Non mancano ovviamente le difficoltà. Come mi spiega il presidente del Consorzio Enrico Giorgi

«le difficoltà maggiori sono quello di carattere amministrativo. La configurazione pubblica comporta complicazioni burocratiche e costi in termini di tempi e difficoltà di gestione. Il fatto che si tratti di una rete di beni archeologici ‘minori’ sparsi sul territorio rappresenta certamente una risorsa culturale ma non consente l’autosufficienza, senza investimenti a fondo perduto, frutto di precise scelte di politica culturale. Suasa, come molti altri luoghi simili, difficilmente potrà vivere e crescere con i soli proventi dei biglietti, ma ha bisogno di una visione politica più ampia che consideri i benefici culturali e economici che investono il territorio e quell’indotto che deriva dalle opportunità per i giovani e per alcune attività locali. Altra difficoltà, di tipo culturale, è rappresentata da un certo campanilismo, che a volte impedisce una visione d’insieme in nome di una politica del territorio più ampia e priva di steccati e di egoismi». È per questo che io stesso ho suggerito di trasformare il Consorzio in una Fondazione, in modo da poter avere una gestione più snella e efficiente e anche per poter coinvolgere imprese e altri soggetti privati (che già hanno manifestato interesse).
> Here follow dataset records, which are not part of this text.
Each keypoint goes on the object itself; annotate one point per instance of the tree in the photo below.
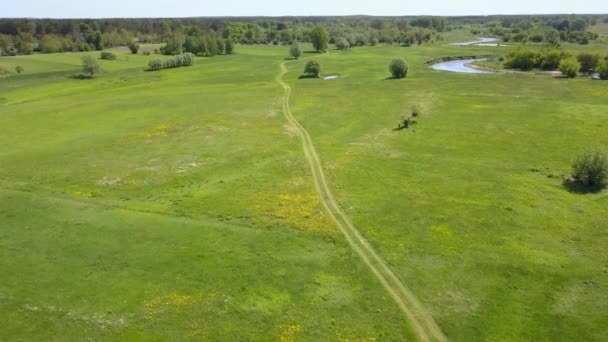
(602, 69)
(133, 46)
(398, 68)
(229, 46)
(588, 61)
(312, 69)
(319, 38)
(569, 67)
(295, 51)
(90, 65)
(591, 168)
(155, 64)
(342, 44)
Come lo stesso Giorgi mi fa notare, si potrebbe sviluppare un maggiore legame con le attività ricettive e produttive rappresentative delle tipicità del territorio, puntando anche alla creazione di un ‘marchio’ condiviso e riconoscibile (Antiche Terre Suasane) che incentivi, mediante un sistema di convenzioni e di agevolazioni turistiche, la scelta di questo bel territorio da parte di un più ampio numero di visitatori. Anche le strutture del Parco potrebbero essere migliorate: ad esempio il bel casolare presente sul sito potrebbe garantire un’attività di ristorazione e di pernottamento. Sono urgenti, inoltre, misure di messa in sicurezza, a partire da un nuovo sistema di drenaggio per impedire che il fango torni a seppellire l’area. E, infine, anche la comunicazione potrebbe essere migliorata, sia quella relativa ai pannelli e agli altri apparati didattici presenti sul sito, sia il sito web, le pagine facebook, ecc., senza trascurare i rapporti con la stampa locale e nazionale e i collegamenti con le strutture ricettive e gli uffici turistici presenti sulla costa.

C’è da essere fiduciosi. Sono certo che archeologi così determinati e così legati a questi paesaggi, istituzioni capaci di collaborare in maniera così armonica e una comunità che ha saputo reagire così decisamente a ben due calamità atmosferiche che sembravano voler porre fine ad un sogno, rappresentano un modello e sapranno certamente garantire uno sviluppo di qualità a Suasa e all’intero territorio.